In the world of cybersecurity, not all measures are created equal. Many security controls implemented by organizations today are, in fact, useless - wasting valuable resources and potentially making systems less secure. This article explores how to identify useless security controls and why they pose a significant problem for the industry.
The Chimps in the Cage Analogy
Imagine a group of chimps in a cage. One day, a researcher sprays them with cold water. The chimps learn to avoid the water by climbing a ladder. Over time, new chimps are introduced and old ones removed. Eventually, none of the original chimps remain, yet they all still avoid the ladder - even though the water spray is long gone. This illustrates how useless practices can become ingrained without anyone understanding why.
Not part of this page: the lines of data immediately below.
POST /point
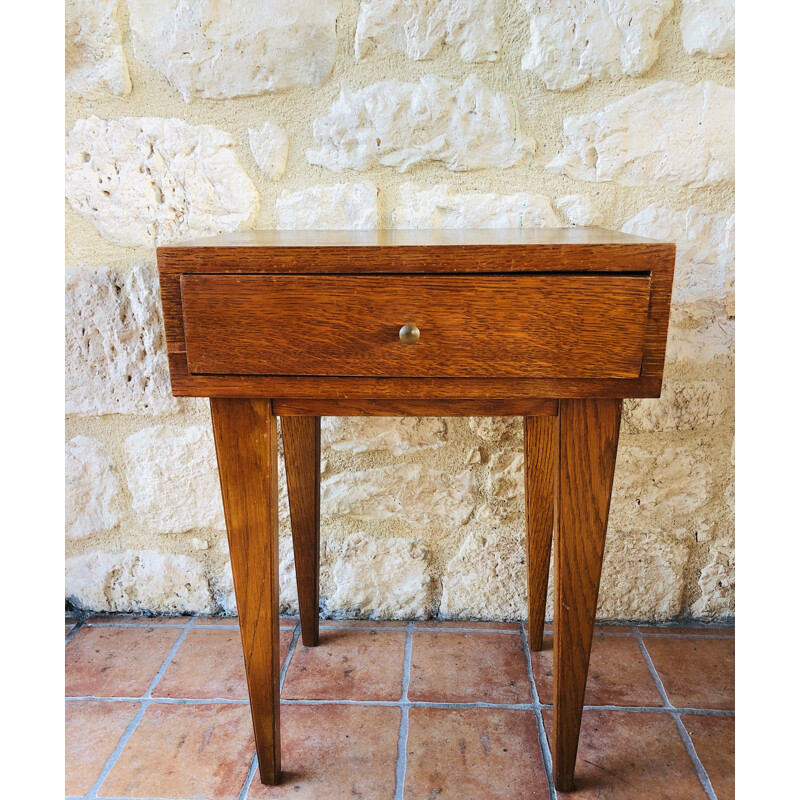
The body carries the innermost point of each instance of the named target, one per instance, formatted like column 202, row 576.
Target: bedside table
column 555, row 325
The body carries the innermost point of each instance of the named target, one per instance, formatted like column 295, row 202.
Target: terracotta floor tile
column 473, row 754
column 713, row 739
column 209, row 664
column 93, row 730
column 468, row 668
column 696, row 673
column 599, row 628
column 204, row 622
column 185, row 751
column 335, row 752
column 468, row 624
column 213, row 622
column 116, row 662
column 136, row 619
column 348, row 665
column 618, row 673
column 362, row 623
column 631, row 756
column 694, row 630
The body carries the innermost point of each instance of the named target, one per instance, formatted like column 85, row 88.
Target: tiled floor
column 157, row 708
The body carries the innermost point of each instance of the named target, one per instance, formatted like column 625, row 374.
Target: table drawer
column 520, row 325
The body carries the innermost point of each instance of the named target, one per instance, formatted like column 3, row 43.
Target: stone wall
column 190, row 119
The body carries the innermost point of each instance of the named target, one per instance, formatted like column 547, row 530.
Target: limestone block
column 143, row 181
column 439, row 208
column 270, row 147
column 173, row 479
column 95, row 63
column 668, row 133
column 411, row 492
column 91, row 486
column 708, row 27
column 495, row 429
column 382, row 579
column 717, row 582
column 643, row 575
column 225, row 48
column 579, row 210
column 399, row 435
column 225, row 597
column 507, row 475
column 343, row 206
column 705, row 248
column 420, row 28
column 116, row 360
column 487, row 578
column 659, row 483
column 683, row 406
column 700, row 332
column 573, row 41
column 138, row 580
column 401, row 124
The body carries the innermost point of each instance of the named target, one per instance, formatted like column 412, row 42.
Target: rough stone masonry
column 192, row 119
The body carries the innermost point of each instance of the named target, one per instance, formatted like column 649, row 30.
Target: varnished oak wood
column 473, row 326
column 499, row 252
column 246, row 438
column 578, row 319
column 493, row 390
column 301, row 449
column 416, row 408
column 588, row 431
column 540, row 442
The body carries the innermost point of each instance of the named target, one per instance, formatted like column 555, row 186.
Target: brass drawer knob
column 409, row 333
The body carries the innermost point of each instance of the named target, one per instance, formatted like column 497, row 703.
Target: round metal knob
column 409, row 333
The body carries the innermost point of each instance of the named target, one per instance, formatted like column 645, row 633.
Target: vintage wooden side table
column 554, row 325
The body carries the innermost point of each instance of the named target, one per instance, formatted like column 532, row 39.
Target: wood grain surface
column 588, row 431
column 493, row 390
column 559, row 326
column 540, row 442
column 501, row 253
column 246, row 438
column 301, row 450
column 416, row 408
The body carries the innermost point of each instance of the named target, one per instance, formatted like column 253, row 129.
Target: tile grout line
column 402, row 735
column 606, row 630
column 187, row 701
column 537, row 710
column 251, row 774
column 134, row 723
column 702, row 775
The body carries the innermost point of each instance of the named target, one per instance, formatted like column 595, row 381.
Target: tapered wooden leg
column 246, row 436
column 587, row 449
column 301, row 453
column 540, row 434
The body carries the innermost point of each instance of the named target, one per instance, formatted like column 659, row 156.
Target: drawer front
column 525, row 326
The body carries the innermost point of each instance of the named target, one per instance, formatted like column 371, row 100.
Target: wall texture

Spotting Useless Security Controls
How can you tell if a security control is likely useless? Here are some key signs:
- The justification is vague, like "to improve security" or "for compliance"
- Those implementing it can't clearly explain the reasoning
- The rationale can't be summarized in 2-3 sentences for someone with basic technical knowledge
Useful controls typically have clear, concise explanations. For example:
"Encryption in transit prevents eavesdropping on network traffic between endpoints."
"Private S3 buckets prevent accidental public exposure of sensitive data."
While security can be complex, the core purpose of controls should be easily articulated.
The Harm Caused by Useless Controls
Useless security measures are more than just ineffective - they actively damage cybersecurity efforts:
- They waste limited resources (budget, personnel, time)
- They use up the finite "security goodwill" of employees and users
- They propagate across the industry via compliance frameworks and vendor questionnaires
- They get embedded in contracts, becoming difficult to eliminate
This leads to security teams spending significant effort on low-value activities instead of addressing real risks.
Moving Forward
To combat this issue:
- Always understand and be able to articulate why you're implementing a control
- Question vague justifications from security teams or vendors
- Evaluate existing controls and eliminate those without clear value
- Push back on useless requirements in compliance frameworks and contracts
By focusing on controls with demonstrable security benefits, the industry can better utilize its limited resources to tackle genuine cybersecurity challenges.